WePS: searching information about entities in the Web

WePS-2 Workshop Program

Tuesday 21st April 2009

 9:30-10:00 Workshop summary
10:00-11:00 Clustering systems
  • Fuzzy Ants Clustering for Web People Search.
    Els Lefever, Timur Fayruzov, Véronique Hoste and Martine De Cock.
  • Person Name Disambiguation on the Web by TwoStage Clustering. Masaki Ikeda, Shingo Ono, Issei Sato, Minoru Yoshida and Hiroshi Nakagawa.
  • PolyUHK: A Robust Information Extraction System for Web Personal Names.
    Ying Chen, Sophia Yat Mei Lee and Chu-Ren Huang.
11:00-11:30 coffee break
11:30-12:10 AE systems
  • A Two-Step Approach to Extracting Attributes for People on the Web.
    Keigo Watanabe, Danushka Bollegala, Yutaka Matsuo and Mitsuru Ishizuka.
  • Which Who are They? People Attribute Extraction and Disambiguation in Web Search Results.
    Man Lan, Yu Zhe Zhang, Yue Lu, Jian Su and Chew Lim Tan.
12:10-13:00 Invited talk: Hugo Zaragoza (Yahoo! Research, Spain)
Entity Search in online collections Automatic linguistic annotations of text can be used today in a number of ways: to create richer interfaces to the information locked in document collections, to help the user express its information need, and to improve the relevance of the results obtained by the search engine. I will give an overview of our recent work in these three areas, using example applications on online collections such as Wikipedia, financial news and Yahoo! Answers.
13:00-14:30 lunch
14:30-16:00 Poster session
Each team will give 90 second introduction
16:00-16:30 coffee break
16:30-17:00 Invited talk: Enrique Amigó (NLP & IR group, UNED, Spain)
Selecting and combining clustering evaluation metrics for WePS There is a wide set of evaluation metrics available to compare the quality of text clustering algorithms.
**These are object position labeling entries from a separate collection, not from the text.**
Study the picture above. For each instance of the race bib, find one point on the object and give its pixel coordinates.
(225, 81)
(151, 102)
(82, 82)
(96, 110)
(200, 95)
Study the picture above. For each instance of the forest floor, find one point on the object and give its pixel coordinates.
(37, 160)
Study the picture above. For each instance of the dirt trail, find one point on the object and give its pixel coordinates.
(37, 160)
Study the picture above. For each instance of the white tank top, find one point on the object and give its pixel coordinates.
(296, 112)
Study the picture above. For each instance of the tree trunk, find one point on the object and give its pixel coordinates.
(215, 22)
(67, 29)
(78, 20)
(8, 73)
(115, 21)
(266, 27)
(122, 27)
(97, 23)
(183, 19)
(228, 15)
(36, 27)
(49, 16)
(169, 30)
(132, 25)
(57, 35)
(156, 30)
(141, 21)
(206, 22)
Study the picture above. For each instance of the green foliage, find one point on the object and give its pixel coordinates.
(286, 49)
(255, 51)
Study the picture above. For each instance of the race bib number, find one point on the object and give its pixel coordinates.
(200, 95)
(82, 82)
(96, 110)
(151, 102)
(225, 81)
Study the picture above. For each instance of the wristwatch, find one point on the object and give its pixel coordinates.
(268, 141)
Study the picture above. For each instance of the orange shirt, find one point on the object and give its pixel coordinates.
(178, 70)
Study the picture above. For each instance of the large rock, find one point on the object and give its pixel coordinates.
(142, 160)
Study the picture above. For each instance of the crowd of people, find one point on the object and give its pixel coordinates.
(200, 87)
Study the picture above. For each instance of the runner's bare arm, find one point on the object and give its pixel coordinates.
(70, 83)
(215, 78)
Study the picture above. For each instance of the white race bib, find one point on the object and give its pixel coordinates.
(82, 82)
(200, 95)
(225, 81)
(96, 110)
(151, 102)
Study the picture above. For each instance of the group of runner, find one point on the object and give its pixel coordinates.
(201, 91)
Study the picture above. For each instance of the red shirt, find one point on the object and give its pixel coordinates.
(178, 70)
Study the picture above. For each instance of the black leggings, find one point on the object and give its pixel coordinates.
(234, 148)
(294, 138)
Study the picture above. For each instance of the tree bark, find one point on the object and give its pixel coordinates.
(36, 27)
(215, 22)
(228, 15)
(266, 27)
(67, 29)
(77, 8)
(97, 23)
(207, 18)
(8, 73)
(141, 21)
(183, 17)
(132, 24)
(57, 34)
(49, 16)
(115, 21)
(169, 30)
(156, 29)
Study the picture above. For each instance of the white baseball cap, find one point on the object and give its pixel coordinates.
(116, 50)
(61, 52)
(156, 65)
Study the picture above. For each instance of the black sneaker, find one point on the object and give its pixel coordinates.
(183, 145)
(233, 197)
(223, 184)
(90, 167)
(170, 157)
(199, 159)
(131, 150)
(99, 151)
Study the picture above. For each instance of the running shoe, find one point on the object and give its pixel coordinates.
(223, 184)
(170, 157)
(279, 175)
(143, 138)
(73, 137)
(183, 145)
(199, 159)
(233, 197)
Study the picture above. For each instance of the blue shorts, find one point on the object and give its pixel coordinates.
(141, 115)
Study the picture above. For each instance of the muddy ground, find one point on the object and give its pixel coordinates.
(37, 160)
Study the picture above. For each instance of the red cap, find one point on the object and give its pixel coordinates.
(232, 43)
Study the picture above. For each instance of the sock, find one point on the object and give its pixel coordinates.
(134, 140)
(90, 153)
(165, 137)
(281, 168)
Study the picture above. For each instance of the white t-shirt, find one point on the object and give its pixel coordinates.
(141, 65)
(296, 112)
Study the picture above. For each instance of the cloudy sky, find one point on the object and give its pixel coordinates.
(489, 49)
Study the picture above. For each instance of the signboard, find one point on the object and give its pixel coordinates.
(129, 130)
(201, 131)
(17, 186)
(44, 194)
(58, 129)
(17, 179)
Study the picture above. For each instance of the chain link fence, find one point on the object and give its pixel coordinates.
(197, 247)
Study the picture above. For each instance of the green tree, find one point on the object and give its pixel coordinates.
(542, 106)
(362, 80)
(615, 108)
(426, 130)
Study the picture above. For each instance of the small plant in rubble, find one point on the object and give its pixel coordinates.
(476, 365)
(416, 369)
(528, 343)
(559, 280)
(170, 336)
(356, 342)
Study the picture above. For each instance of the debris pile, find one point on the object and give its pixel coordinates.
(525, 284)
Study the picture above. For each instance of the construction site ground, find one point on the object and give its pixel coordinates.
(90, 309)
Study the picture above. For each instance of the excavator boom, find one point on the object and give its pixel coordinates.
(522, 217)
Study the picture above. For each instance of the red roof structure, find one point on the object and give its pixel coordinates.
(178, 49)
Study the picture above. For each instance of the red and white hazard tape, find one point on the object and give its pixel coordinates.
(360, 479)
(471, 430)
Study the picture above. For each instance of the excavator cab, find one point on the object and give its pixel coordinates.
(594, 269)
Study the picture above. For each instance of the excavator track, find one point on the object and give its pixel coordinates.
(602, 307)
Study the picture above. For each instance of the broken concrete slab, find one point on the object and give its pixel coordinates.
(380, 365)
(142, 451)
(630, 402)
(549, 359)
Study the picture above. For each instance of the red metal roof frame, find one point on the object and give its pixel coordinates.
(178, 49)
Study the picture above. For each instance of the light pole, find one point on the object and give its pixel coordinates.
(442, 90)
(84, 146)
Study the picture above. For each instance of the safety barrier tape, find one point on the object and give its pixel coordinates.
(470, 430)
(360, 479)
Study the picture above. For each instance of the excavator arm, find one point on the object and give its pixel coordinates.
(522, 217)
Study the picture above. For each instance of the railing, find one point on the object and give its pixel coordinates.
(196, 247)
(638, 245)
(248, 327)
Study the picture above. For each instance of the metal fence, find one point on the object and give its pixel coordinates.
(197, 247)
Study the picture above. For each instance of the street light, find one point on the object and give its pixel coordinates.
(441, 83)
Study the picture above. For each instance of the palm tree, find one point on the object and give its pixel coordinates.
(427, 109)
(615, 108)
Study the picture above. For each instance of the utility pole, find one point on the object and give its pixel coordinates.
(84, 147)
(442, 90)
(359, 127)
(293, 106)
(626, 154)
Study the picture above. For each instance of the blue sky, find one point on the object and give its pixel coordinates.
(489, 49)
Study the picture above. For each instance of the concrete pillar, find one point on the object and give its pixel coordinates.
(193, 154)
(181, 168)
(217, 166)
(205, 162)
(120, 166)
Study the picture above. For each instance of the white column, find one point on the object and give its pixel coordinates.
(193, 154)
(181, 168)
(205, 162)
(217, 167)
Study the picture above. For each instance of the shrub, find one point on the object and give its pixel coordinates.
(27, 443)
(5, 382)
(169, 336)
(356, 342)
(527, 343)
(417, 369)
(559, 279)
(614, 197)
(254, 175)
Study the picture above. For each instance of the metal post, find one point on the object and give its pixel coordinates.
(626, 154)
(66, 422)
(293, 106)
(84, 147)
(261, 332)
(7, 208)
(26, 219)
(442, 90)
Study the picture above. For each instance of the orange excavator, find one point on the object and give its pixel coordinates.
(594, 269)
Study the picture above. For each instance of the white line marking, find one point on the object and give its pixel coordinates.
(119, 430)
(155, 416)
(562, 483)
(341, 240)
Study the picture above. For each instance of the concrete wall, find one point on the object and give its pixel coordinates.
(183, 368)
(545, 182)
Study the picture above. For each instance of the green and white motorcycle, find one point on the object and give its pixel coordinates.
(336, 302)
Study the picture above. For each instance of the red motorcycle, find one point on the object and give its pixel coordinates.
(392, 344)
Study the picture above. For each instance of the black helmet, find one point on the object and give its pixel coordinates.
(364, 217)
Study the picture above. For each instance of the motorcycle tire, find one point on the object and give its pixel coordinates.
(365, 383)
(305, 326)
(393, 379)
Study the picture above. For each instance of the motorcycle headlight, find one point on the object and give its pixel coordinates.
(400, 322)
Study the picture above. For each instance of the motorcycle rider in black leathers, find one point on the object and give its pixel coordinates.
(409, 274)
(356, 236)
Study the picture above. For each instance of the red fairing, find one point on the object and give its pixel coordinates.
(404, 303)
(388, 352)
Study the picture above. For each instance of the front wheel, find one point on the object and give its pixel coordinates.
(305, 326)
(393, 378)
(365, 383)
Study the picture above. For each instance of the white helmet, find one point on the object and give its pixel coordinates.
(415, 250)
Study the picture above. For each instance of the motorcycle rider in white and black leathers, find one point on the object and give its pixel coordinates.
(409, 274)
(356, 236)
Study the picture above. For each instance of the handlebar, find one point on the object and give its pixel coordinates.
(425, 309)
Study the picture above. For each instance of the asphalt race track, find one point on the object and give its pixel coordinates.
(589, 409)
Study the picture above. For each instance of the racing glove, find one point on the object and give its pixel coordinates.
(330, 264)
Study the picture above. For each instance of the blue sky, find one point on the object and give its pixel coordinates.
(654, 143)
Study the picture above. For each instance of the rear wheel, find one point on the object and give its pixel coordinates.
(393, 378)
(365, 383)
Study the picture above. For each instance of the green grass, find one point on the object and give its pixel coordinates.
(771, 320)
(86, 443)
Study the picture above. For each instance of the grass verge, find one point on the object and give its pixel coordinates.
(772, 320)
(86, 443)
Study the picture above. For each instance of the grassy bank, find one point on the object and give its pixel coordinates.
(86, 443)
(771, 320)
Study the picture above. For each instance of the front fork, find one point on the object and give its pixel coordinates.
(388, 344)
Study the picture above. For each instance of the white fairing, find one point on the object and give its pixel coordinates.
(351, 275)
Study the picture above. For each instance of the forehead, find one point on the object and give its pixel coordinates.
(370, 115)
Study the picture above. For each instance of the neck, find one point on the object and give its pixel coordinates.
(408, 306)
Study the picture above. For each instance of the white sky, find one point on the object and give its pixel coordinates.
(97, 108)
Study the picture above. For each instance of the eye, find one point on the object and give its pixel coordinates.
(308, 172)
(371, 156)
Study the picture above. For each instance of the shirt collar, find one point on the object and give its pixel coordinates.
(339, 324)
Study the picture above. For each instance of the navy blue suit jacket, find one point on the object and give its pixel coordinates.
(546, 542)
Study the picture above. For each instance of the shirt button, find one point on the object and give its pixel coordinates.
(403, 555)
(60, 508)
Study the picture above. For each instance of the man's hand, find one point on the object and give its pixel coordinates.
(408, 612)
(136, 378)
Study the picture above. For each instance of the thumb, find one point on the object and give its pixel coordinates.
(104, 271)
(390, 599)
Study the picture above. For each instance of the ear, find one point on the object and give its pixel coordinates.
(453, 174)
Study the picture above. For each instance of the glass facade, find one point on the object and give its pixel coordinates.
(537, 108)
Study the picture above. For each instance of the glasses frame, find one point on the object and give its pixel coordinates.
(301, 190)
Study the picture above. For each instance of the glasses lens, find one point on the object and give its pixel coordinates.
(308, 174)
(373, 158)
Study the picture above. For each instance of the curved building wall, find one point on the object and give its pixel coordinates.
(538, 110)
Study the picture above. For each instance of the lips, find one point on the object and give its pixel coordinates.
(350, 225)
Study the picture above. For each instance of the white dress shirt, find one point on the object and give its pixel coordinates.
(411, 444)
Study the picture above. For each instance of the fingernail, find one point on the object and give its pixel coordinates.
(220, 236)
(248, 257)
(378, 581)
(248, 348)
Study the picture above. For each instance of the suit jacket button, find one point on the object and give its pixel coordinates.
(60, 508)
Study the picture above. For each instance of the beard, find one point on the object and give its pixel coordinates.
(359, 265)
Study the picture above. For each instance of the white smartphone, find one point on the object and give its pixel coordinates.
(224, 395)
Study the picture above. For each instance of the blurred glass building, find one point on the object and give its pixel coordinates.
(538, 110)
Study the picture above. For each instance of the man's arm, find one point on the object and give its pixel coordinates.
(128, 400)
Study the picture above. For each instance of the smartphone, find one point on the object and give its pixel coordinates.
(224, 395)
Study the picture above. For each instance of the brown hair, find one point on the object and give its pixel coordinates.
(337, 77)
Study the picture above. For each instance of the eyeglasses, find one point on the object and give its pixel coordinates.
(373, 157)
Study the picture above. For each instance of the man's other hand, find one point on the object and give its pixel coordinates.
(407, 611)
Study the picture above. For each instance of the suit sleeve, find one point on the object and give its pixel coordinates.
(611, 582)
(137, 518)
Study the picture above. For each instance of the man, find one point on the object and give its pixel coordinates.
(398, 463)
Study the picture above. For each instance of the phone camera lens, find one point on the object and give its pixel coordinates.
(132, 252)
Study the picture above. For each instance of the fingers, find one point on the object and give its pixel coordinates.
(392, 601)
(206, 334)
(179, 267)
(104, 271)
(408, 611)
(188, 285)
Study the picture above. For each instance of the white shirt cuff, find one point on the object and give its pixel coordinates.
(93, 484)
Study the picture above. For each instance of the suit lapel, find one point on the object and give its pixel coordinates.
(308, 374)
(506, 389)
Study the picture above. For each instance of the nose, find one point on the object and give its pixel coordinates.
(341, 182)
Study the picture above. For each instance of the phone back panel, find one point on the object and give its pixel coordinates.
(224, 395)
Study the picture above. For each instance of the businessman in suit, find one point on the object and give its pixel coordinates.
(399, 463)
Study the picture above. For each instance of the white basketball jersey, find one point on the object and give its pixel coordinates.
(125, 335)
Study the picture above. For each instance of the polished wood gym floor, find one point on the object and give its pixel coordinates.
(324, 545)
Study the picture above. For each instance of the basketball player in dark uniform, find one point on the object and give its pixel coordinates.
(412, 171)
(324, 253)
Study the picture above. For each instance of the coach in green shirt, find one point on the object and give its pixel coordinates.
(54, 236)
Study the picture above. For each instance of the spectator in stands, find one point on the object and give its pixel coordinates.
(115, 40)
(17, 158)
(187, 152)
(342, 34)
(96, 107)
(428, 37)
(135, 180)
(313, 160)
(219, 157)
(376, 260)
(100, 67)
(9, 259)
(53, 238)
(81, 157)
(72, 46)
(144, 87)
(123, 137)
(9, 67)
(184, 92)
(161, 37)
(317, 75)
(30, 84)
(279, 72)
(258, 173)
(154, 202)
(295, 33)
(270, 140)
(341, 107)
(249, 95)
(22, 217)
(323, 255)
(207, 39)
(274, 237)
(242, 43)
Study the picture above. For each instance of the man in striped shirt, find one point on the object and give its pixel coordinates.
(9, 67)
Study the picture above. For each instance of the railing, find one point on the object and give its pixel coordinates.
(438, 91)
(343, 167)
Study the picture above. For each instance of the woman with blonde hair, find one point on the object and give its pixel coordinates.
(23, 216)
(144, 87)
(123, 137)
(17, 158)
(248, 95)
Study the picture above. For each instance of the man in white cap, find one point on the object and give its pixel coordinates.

In addition, in clustering tasks there is a substantial trade-off between precision and recall oriented metrics which usually depends on a clustering threshold parameter stated in the algorithm. Therefore, selecting and combining the most appropriate metrics for system optimization is not a trivial issue. I will describe the suitability of BCubed metrics and the combining criterion UIR (Unanimous Improvement Ratio) according to formal properties and empirical results over WEPS data.
17:00-17:15 Invited talk: Paul McNamee (Johns Hopkins University, USA)
The Knowledge Base Population track at TAC 2009 A new evaluation will take place at the Text Analytics Conference that involves cross-document entity coreference, relation discovery, and question answering. Participants are expected to add facts to an reference knowledge base, created from Wikipedia pages with infoboxes. Systems will be assessed on several sub tasks: (1) linking entities to KB nodes (or determining that no appropriate node exists); (2) filling in missing slot values for a given entity; and, (3) where appropriate, slot values must be linked to nodes in the KB.
17:15-18:00 Panel: Future of WePS